Reader Nicole writes, helpfully:
Congratulations on your new toy! Reading your description of the precise temperature control made me wonder – do you think you could use this to pasteurize whole eggs? If the eggs sit in 140 F water for long enough for the yolk to reach that temperature and stay there for 3 minutes, they should be raw but salmonella free, right?
Boy Nicole, this will be great ammo for the next time Mrs. Pastry starts making fun of me. Though it never occurred to me before you mentioned it, I can indeed use my new sous vide cooker to pasteurize eggs. I won’t be able to heat the eggs above 140, since that’s the temperature at which egg white proteins begin coagulating. The result would be cloudy, lightly cooked eggs.

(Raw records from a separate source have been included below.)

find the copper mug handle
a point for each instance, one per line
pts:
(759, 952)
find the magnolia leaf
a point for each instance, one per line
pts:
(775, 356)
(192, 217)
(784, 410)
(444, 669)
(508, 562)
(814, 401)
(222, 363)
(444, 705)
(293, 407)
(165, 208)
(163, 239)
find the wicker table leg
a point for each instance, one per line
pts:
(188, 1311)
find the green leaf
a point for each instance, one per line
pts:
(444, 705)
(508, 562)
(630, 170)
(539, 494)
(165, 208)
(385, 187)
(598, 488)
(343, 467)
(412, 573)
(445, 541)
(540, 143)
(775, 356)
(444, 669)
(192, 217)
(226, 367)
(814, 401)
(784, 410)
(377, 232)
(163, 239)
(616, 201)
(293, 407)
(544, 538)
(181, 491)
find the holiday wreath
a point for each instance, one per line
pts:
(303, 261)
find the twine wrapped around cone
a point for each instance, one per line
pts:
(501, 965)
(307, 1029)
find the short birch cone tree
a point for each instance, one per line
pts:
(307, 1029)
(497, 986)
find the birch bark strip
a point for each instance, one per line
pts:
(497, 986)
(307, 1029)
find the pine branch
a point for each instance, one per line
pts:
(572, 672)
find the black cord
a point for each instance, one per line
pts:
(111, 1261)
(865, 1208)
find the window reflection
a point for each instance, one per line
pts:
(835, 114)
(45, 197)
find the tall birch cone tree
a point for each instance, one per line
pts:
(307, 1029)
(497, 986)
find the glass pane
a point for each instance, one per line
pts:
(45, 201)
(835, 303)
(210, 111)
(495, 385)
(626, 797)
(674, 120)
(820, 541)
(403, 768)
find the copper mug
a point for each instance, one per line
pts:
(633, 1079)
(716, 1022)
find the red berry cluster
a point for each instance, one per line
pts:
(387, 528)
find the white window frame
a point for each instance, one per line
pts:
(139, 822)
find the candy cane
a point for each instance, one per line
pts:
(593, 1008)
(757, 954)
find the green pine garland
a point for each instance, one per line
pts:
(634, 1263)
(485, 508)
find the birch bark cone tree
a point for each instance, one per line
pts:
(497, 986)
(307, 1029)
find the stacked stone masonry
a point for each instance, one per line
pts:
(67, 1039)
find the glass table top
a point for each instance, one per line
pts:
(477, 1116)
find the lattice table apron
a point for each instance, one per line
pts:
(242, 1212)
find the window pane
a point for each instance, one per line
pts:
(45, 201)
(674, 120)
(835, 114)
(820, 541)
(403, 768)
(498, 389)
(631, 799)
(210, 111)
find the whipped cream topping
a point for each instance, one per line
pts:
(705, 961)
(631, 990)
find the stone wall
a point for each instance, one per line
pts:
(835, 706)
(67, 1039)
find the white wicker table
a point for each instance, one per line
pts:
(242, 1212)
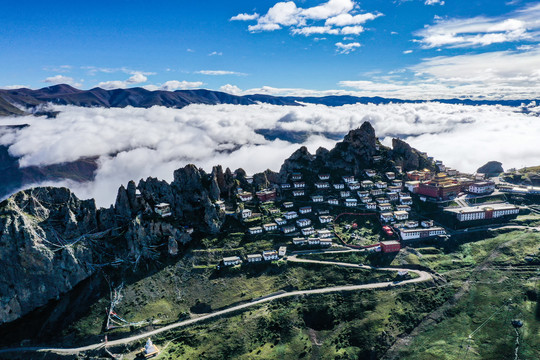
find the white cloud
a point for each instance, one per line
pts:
(231, 89)
(136, 78)
(172, 85)
(434, 2)
(134, 143)
(245, 17)
(219, 72)
(348, 19)
(307, 21)
(521, 25)
(347, 48)
(62, 79)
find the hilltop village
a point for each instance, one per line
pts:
(320, 208)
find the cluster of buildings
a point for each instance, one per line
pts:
(267, 255)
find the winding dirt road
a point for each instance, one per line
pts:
(422, 276)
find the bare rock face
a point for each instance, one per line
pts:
(409, 158)
(37, 262)
(491, 168)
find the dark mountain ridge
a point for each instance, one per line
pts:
(12, 100)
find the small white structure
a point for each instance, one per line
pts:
(231, 260)
(401, 215)
(370, 172)
(325, 242)
(324, 234)
(269, 255)
(255, 230)
(333, 201)
(163, 209)
(287, 229)
(308, 231)
(299, 185)
(290, 215)
(322, 185)
(387, 216)
(351, 202)
(270, 227)
(325, 219)
(385, 207)
(254, 257)
(245, 196)
(305, 209)
(298, 192)
(246, 213)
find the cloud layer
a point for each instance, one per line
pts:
(134, 143)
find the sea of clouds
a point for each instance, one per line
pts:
(134, 143)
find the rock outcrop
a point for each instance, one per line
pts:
(491, 168)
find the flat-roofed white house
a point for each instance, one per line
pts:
(270, 227)
(246, 213)
(325, 242)
(287, 229)
(351, 202)
(231, 260)
(245, 196)
(290, 215)
(303, 222)
(288, 204)
(305, 209)
(163, 209)
(371, 205)
(254, 257)
(298, 193)
(322, 185)
(324, 234)
(326, 219)
(381, 185)
(299, 185)
(333, 201)
(401, 215)
(370, 172)
(255, 230)
(384, 207)
(269, 255)
(387, 216)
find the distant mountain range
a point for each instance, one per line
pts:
(12, 102)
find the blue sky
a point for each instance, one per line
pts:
(406, 49)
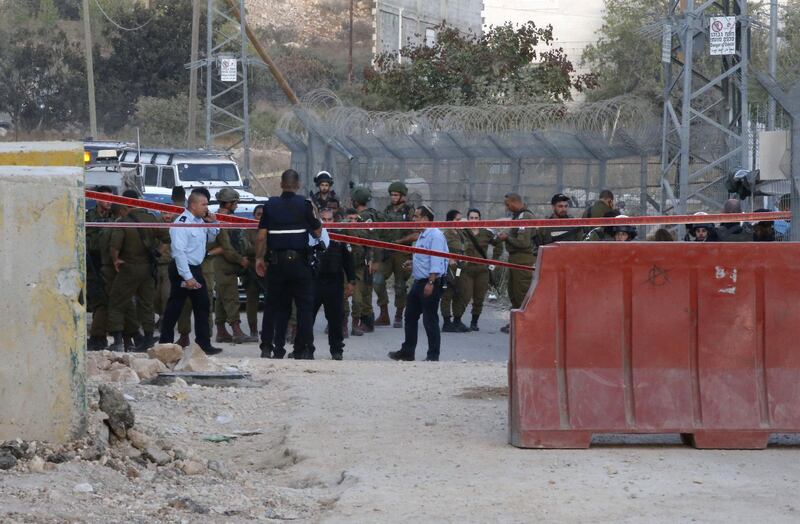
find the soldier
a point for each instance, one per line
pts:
(96, 297)
(162, 277)
(560, 204)
(450, 294)
(394, 262)
(336, 266)
(227, 268)
(521, 245)
(602, 233)
(254, 285)
(326, 196)
(474, 280)
(604, 204)
(366, 318)
(361, 269)
(133, 256)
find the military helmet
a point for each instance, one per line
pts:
(398, 187)
(323, 176)
(361, 195)
(631, 230)
(227, 194)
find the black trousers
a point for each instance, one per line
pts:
(289, 281)
(177, 298)
(417, 304)
(329, 292)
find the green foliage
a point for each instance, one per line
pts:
(43, 84)
(503, 66)
(162, 121)
(625, 60)
(144, 63)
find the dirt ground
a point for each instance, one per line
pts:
(379, 441)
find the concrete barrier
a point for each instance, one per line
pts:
(42, 315)
(664, 337)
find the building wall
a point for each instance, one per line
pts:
(400, 22)
(42, 315)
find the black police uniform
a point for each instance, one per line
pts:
(288, 220)
(336, 262)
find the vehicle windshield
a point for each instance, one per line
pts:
(208, 173)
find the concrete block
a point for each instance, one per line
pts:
(42, 314)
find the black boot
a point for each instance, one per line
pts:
(459, 326)
(119, 344)
(473, 326)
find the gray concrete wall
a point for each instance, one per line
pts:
(42, 316)
(419, 15)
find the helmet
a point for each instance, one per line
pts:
(631, 230)
(361, 195)
(398, 187)
(692, 227)
(323, 176)
(227, 194)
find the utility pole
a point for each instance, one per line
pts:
(773, 59)
(192, 134)
(87, 34)
(350, 50)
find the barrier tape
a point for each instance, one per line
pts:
(486, 224)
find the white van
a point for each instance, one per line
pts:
(159, 170)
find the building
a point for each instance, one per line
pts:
(399, 23)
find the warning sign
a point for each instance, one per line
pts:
(722, 35)
(227, 68)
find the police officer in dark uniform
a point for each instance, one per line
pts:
(283, 238)
(336, 264)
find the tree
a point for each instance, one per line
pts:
(43, 79)
(504, 66)
(626, 60)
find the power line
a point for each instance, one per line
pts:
(116, 24)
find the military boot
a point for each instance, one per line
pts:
(357, 329)
(383, 318)
(239, 337)
(222, 334)
(473, 326)
(118, 345)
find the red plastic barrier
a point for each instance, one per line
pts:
(697, 339)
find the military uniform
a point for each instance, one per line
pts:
(392, 264)
(455, 244)
(474, 280)
(521, 245)
(136, 277)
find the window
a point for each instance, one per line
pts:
(150, 176)
(168, 177)
(208, 173)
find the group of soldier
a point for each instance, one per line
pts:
(128, 282)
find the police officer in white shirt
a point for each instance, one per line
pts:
(186, 275)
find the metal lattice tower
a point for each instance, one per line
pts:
(227, 104)
(705, 119)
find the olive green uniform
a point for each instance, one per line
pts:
(455, 244)
(227, 268)
(254, 285)
(520, 245)
(136, 276)
(474, 281)
(362, 256)
(392, 261)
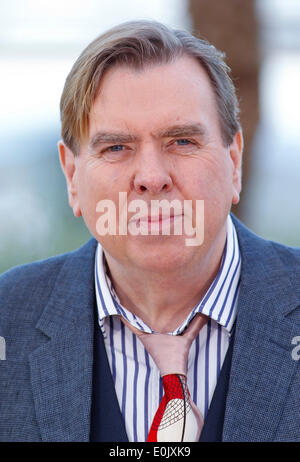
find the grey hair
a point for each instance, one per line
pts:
(137, 44)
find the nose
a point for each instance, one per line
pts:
(151, 173)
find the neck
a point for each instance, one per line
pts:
(165, 301)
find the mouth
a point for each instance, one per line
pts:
(155, 224)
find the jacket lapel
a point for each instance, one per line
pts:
(62, 368)
(262, 364)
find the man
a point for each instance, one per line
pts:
(151, 113)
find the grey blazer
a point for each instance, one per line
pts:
(47, 321)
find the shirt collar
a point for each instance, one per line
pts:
(219, 302)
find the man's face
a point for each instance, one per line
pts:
(155, 134)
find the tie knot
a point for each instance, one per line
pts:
(175, 386)
(170, 352)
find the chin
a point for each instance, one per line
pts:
(162, 256)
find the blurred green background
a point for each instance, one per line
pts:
(40, 40)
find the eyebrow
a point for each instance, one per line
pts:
(183, 130)
(123, 138)
(113, 138)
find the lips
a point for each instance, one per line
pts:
(154, 224)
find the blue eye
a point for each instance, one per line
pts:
(116, 147)
(183, 142)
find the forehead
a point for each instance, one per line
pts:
(156, 96)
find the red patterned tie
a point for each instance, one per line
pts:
(177, 417)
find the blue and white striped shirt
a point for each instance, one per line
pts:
(136, 377)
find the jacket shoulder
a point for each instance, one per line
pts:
(25, 289)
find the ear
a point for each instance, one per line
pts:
(236, 152)
(68, 165)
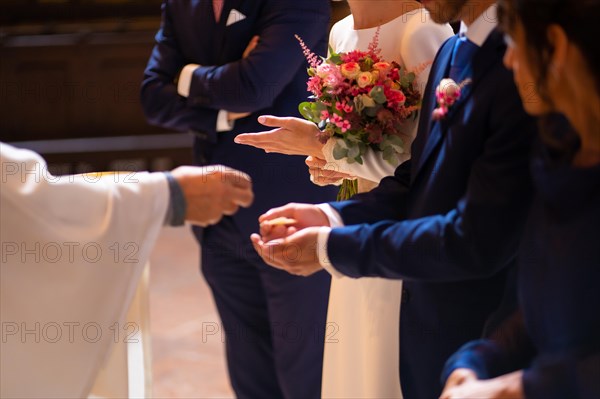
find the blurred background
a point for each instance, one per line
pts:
(70, 72)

However the beauty of pasteurization is that sustained applications of lower temperatures can be just as effective as shorter bursts of higher temperatures. So for example, if I wanted to quick-pasteurize a gallon of raw milk, I could bring it up to 161 degrees and hold it there for 15 seconds. I could do the same job heating the milk to 145 and leaving it at that temperature for 30 minutes.
That’s still too hot for eggs, however a 45-minute application of 130-degree heat will work every bit as well. I’ll kill off any bacteria while still leaving the eggs uncooked. Nicole, I owe you one — thanks!